Deterministic and probabilistic tools from nonlinear dynamics are used to assess enduring near-surface Lagrangian aspects of the Malvinas Current. The deterministic tools are applied on a multi-year record of velocities derived from satellite altimetry data, revealing a resilient cross-stream transport barrier. This is composed of shearless-parabolic Lagrangian coherent structures (LCS), which, extracted over sliding time windows along the multi-year altimetry-derived velocity record, lie in near coincidental position. The probabilistic tools are applied on a large collection of historical satellite-tracked drifter trajectories, revealing weakly communicating flow regions on either side of the altimetry-derived barrier. Shearless-parabolic LCS are detected for the first time from altimetry data, and their significance is supported on satellite-derived ocean color data, which reveal shapes that quite closely resemble the peculiar V shapes, dubbed “chevrons,' that have recently confirmed the presence of similar LCS in the atmosphere of Jupiter. Finally, using in-situ velocity and hydrographic data, conditions for nonlinear symmetric stability are found be satisfied, suggesting a duality between Lagrangian and Eulerian stability for the Malvinas Current.


Thursday, 06.02.2020: Presentation

Rupert Klein, CRC 1114 speaker
Preliminary results of the project visits (Rundreise) and discussion of the CRC 1114 joint publication


Thursday, 13.02.2020: Lecture

Maximilian Engel, TU München
Local phenomena in random dynamical systems: bifurcations, quasi-stationary dynamics and isochronicity

Random dynamical systems theory focuses on dynamical properties of stochastic systems, comparing trajectories with different initial conditions but driven by the same noise. A central question is the asymptotic behaviour of typical trajetories, which is often characterized by a Lyapunov spectrum and its bifurcation behavior. One part of the talk will focus on a new description of stochastic bifurcations, introducing the notion of conditioned Lyapunov exponents for trajectories that stay within a bounded domain for asymptotically long times. We show that conditioned Lyapunov exponents uncover local bifurcations that are typically destroyed in the presence of unbounded noise. A crucial ingredient for determining conditioned Lyapunov exponents is the spectral analysis of hypoelliptic Kolmogorov operators, whose properties can be exploited in computer-assisted proofs.
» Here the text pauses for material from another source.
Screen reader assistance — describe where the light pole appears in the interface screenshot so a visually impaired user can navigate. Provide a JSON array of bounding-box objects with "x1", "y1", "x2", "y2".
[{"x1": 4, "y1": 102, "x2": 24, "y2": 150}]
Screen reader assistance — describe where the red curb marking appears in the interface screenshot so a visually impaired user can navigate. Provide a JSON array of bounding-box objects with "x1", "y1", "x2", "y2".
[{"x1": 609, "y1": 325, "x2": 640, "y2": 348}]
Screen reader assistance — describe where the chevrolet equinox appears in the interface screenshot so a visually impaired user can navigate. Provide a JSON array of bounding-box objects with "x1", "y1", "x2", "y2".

The second part discusses a new approach for describing isochrons, which are cross-sections of limit cycles with fixed return times, in the context of (small) stochastic oscillations. We introduce stochastic isochrons as random stable manifolds for random periodic solutions with noise-dependent period and discuss how this interpretation may be linked to recent physics approaches via an appropriate (S)PDE analysis.

The talk is based on joint work with Thai Son Doan (Vietnam Academy of Science and Technology), Christian Kuehn (TU Munich), Jeroen Lamb and Martin Rasmussen (Imperial College London).